Fitzgerald's masterpiece--the quintessential Jazz Age novel--now in a hardcover Everyman's Library Contemporary Classics edition

For generations of enthralled readers, F. Scott Fitzgerald's mysterious millionaire, Jay Gatsby, has come to embody all the glamour and decadence of the Roaring Twenties. Gatsby emerges as if from nowhere, evading questions about his past and throwing dazzling parties sparkling with champagne and jazz at his luxurious Long Island mansion. Nick Carraway, a young man who has moved in next door, is fascinated by his oddly detached neighbor, and by his discovery that Gatsby is motivated by a single-minded quest to regain his long-lost love, Daisy Buchanan. Nick finds something both appalling and appealing about the intensity of Gatsby's ambition to reinvent himself. But Daisy and her wealthy husband are cynical and careless people, and as Gatsby's dream collides with reality, Nick is witness to the violence and tragedy that result. The Great Gatsby's remarkable staying power, nearly a century after its publication, is owed both to the lyrical freshness of its storytelling and to the way that it illuminates the hollow core of the glittering American dream.
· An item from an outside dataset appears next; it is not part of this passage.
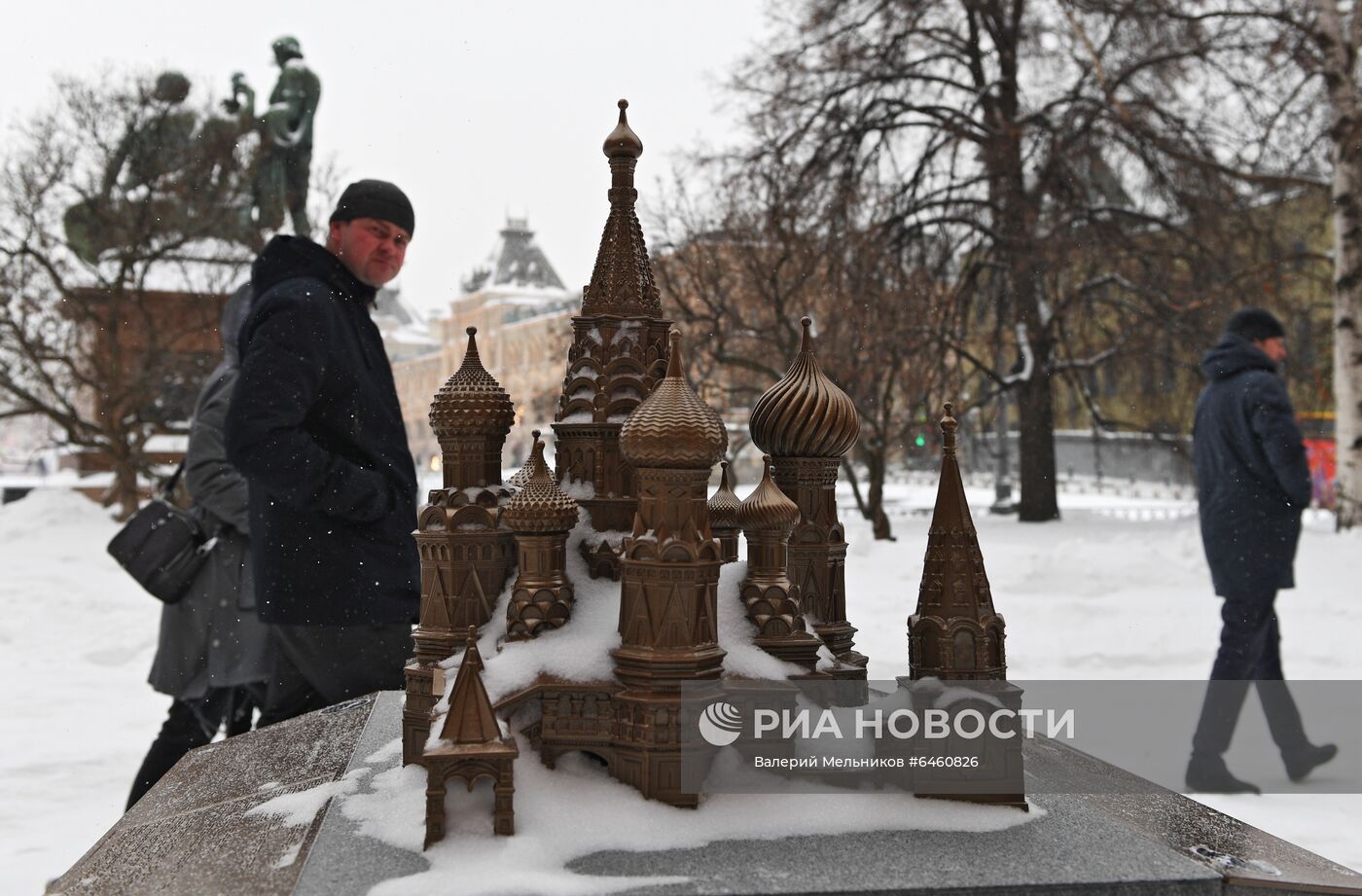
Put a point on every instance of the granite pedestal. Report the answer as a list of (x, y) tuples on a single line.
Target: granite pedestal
[(193, 835)]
Everyman's Library pursues the highest production standards, printing on acid-free cream-colored paper, with full-cloth cases with two-color foil stamping, decorative endpapers, silk ribbon markers, European-style half-round spines, and a full-color illustrated jacket.

Author Biography

F. Scott Fitzgerald was considered the quintessential author of the Jazz Age. Born in St. Paul, Minnesota, in 1896, Fitzgerald attended Princeton University, where he began to write seriously. After joining the U.S. Army in 1917, Fitzgerald met Zelda Sayre, whom he later married. In 1920, Fitzgerald's first novel, This Side of Paradise, transformed Fitzgerald overnight into a literary sensation. The Great Gatsby followed in 1925, although it was not as popular at the time as his second novel, The Beautiful and the Damned. Fitzgerald died in 1940 of a heart attack. He was forty-four years old.